Questo lungo cammino di integrazione ha cambiato le nostre vite per il meglio.

 

Un risultato costruito “pezzo per pezzo, settore per settore”, per citare Robert Schuman, perché l’Unione Europea non poteva nascere “di getto, come città ideale”. La lungimiranza dei Padri fondatori fece iniziare il cammino nel mettere insieme quegli interessi economici che avevano causato le guerre (come ora).

 

Ora tocca a noi con grandi e piccoli passi ma senza interruzione, anzi accelerando.

 

Come il naufrago grida terra terra quando vede apparire la salvezza, dopo lo scoppio della guerra di aggressione alla Ucraina si sente invocare, da più parti, Europa Europa!
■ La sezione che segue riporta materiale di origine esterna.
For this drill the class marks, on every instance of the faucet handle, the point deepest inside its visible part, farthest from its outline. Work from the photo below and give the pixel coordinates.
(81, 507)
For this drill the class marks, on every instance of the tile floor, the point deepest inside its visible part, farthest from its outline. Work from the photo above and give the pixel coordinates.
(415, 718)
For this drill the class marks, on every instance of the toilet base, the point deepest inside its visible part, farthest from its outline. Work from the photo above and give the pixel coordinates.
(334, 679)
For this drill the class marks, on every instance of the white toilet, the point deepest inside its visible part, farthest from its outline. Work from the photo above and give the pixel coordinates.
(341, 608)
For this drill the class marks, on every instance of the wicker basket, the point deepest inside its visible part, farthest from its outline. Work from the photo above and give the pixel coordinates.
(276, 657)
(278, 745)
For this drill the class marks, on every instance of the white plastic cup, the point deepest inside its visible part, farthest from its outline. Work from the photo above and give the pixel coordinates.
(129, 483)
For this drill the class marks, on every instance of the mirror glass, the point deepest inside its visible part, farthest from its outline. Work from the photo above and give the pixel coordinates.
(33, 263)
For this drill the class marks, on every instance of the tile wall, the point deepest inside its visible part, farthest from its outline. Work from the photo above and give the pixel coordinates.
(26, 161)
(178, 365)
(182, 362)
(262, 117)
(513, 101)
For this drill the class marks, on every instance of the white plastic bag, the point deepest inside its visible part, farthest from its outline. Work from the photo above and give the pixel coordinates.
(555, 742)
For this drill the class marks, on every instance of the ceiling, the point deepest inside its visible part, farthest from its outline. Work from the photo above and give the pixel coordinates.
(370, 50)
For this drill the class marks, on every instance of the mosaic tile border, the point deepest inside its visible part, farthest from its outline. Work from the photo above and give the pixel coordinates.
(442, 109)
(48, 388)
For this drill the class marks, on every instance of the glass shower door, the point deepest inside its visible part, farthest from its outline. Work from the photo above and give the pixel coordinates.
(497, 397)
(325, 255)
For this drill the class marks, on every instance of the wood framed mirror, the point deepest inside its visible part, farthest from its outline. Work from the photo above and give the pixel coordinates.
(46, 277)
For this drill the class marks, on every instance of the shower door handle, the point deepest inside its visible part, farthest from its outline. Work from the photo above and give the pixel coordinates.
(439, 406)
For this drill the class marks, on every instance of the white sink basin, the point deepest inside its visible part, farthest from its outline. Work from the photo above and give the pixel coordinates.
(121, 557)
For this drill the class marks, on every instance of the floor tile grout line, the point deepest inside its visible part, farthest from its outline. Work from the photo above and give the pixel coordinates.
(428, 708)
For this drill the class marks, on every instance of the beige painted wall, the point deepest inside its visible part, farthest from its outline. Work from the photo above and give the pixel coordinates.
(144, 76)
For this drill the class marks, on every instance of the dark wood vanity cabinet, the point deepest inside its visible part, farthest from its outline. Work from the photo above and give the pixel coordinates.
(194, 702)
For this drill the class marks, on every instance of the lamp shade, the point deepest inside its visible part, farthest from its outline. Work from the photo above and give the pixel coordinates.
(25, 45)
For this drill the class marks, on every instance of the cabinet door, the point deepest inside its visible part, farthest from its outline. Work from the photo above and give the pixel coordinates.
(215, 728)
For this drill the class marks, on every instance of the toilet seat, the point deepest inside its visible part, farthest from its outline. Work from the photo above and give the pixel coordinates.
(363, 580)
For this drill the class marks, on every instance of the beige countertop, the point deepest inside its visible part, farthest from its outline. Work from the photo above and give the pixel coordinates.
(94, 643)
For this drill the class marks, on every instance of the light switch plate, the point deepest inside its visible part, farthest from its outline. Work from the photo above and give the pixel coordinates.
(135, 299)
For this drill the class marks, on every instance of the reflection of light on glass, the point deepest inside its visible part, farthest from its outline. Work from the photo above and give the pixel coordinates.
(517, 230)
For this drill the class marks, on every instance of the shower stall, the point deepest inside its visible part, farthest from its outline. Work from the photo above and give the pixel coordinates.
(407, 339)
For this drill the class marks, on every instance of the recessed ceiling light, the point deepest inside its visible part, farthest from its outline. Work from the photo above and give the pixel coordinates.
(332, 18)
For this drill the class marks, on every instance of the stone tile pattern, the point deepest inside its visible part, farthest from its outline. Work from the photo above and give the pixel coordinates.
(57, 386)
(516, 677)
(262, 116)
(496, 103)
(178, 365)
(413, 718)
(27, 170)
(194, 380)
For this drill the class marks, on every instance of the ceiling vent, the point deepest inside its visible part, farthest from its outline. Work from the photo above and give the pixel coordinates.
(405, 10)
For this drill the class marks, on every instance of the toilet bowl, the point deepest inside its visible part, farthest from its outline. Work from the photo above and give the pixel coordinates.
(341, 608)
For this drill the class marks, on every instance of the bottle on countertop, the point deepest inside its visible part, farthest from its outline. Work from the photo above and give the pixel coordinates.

E questo ci condurrà – speriamo presto – a recuperare le falle del percorso a partire dalla assenza di una difesa comune. Nonostante la consapevolezza sembra ancora timido l’iter verso la meta.

 

Purtroppo sono molte le differenze anche organizzative e gestionali nelle nostre abitudini e nelle scelte politiche. L’armonizzazione che conduca alla totale integrazione passa dalla condivisione delle ‘best pratices’ la’ dove sono insediate da tempo e di cui ammiriamo i risultati. Si potrebbero elencare molti esempi: perché non imitare sistemi universitari che consentano a tutti giovani europei pari occasioni; oppure perché non imitare lo smaltimento dei rifiuti, ecc. Copiando gli esempi virtuosi si risparmierebbero soldi e tempo: è incredibile che a Roma si litighi per il termovalorizzatore. Se non vogliamo ispirarci alle capitali nordeuropee basta studiare il sistema Brescia che funziona da circa cinquanta anni! La guerra in Ucraina ci ha fatto riflettere in merito ai risultati negativi ottenuti per anni di mancanza di visione e di strategie. Serpeggia il malcontento contro l’Ucraina perché aumentano i prezzi di molti prodotti di cui si è ridotta la produzione per colpevole miopia (affronteremo sacrifici ma non siamo sotto le bombe!). Si pensi alla agricoltura: quanto terreno destinato a pannelli solari, a cementificazione, ecc. Le scelte urbanistiche influiscono sulla vita delle città e quindi degli abitanti, sull’equilibrio bioambientale, ecc. recuperare implica grande determinazione nelle scelte politiche, nel consenso popolare, ma soprattutto tempo!

 

Per programmare le scelte e creare cultura e consenso occorre lavorare coi dati, il sistema nervoso della organizzazione sociale. Non è sorprendente che in questo momento nel nostro bel Paese mancano medici e infermieri? Le associazioni imprenditoriali non trovano tecnici, panettieri, camerieri… il ministro Massimo Garavaglia, per aiutare il turismo, settore nel quale manca moltissimo personale, chiede di attivare flussi di immigrati… Abbiamo bisogno non di divenire ma di essere Europa, secondo gli auspici di un indimenticabile europeista, David Sassoli, che definiva l’Europa “un nuovo progetto di speranza, che innova, che protegge, che illumina”.